Ci risiamo amici, sempre la solito storia e sempre alla vigilia del Santo Natale.
Il presepe si deve o non si deve fare nelle scuole, nelle chiese, nelle case, nelle piazze?
E come dovrebbe essere il presepe quest’anno?
E il Bambinello dovrà nascere in una grotta, in una stalla, su un gommone, su una zattera in mezzo al mare, nel deserto tra fili spinati?
Se fosse ancora vivo il Serafico San Francesco d’Assisi che ideò il pri
mo presepe della storia chissà cosa direbbe, lui che aveva immaginato la natività in una grotta.
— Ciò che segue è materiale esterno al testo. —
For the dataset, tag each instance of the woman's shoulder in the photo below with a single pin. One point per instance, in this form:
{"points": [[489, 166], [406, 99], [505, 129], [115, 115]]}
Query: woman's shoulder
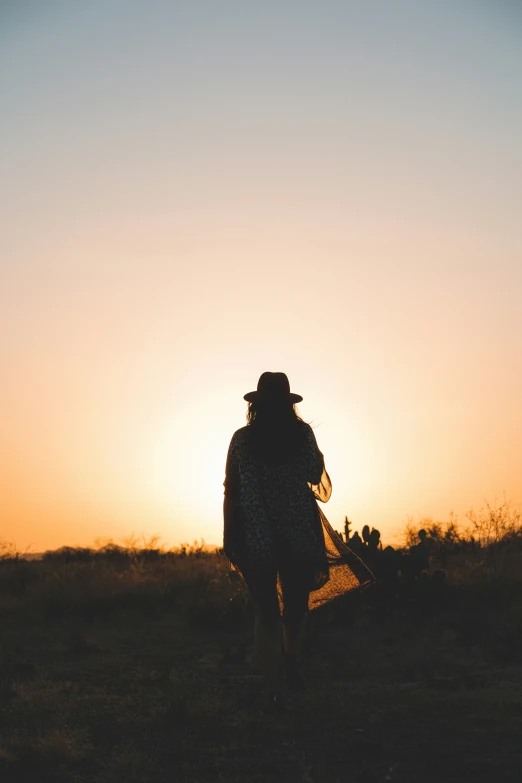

Per l’allestimento del primo presepe Lui diede precise indicazioni:- Una grotta dove farai costruire una mangiatoia ed ivi condurrai un bove e un asino, e cercherai di riprodurre, per quanto è possibile la grotta di Betlemme-.
E cosi c’è scritto nel Vangelo di Luca:- Maria diede alla luce il suo figlio primogenito, lo avvolse in fasce e lo depose in una mangiatoia-.
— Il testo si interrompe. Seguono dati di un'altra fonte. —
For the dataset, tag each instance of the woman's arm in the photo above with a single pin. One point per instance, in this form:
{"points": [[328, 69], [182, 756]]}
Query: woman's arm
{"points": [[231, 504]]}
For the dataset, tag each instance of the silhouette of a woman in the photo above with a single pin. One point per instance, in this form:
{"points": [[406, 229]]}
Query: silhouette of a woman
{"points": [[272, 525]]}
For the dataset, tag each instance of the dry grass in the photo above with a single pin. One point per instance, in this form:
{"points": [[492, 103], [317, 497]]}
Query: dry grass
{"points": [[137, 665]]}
Ora, invece, il Bambinello lo fanno nascere dappertutto, in mezzo al mare, nel deserto, sui barconi, al confine con fili spinati, su un grande gommone e dalle onde del mare in burrasca spuntano le mani nere dei migranti che affondano nel mare perché respinti e perché non c’è posto per loro nelle case, negli alberghi della nostra Italia, come non c’era posto due mila anni fa per Maria e Giuseppe. Ma Maria e Giuseppe non erano profughi.
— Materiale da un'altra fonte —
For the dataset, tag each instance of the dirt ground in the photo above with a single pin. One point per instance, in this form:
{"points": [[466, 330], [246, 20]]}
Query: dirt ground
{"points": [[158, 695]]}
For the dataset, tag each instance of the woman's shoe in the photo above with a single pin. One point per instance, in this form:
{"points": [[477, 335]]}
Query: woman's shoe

Si trovarono in quel posto perché c’era il censimento e Giuseppe della famiglia di Davide doveva essere censito nel suo paese di nascita.
Non c’era posto negli alberghi perché erano tutti occupati.
Non furono allontanati perché migranti.
Ma per i politically correct Maria e Giuseppe erano migranti e per questo furono cacciati dagli alberghi e dovettero rifugiarsi in una grotta, come del resto fanno ora i migranti provenienti dall’Africa che fatti sgomberare dai centri di accoglienza sono costretti a dormire sotto i ponti, nelle baracche, nelle fabbriche abbandonate e fatiscenti, in luoghi di fortuna al freddo e al gelo come il Bambinello.
Ecco perché qualcuno quest’anno per celebrare il Natale ha voluto costruire un presepe galleggiante realizzato su una zattera.
Su una zattera e non sulla terra ferma come simbolo della precarietà della vita non solo dei migranti. Il guaio è che anche quest’anno la costruzione del presepe viene usata per le battaglie politiche.
Danno sfogo alla loro immaginazione per violare e desacralizzare il simbolo più semplice della Natività di Gesù che è il presepe.
Ma per noi che abbiamo sempre costruito il presepe nelle nostre case dovrebbe essere come ai vecchi tempi:
Una capanna con Giuseppe, Maria, il bue e l’asinello e il Bambinello adagiato nella mangiatoia e gli zampognari che suonano la ninna a Gesù Bambino.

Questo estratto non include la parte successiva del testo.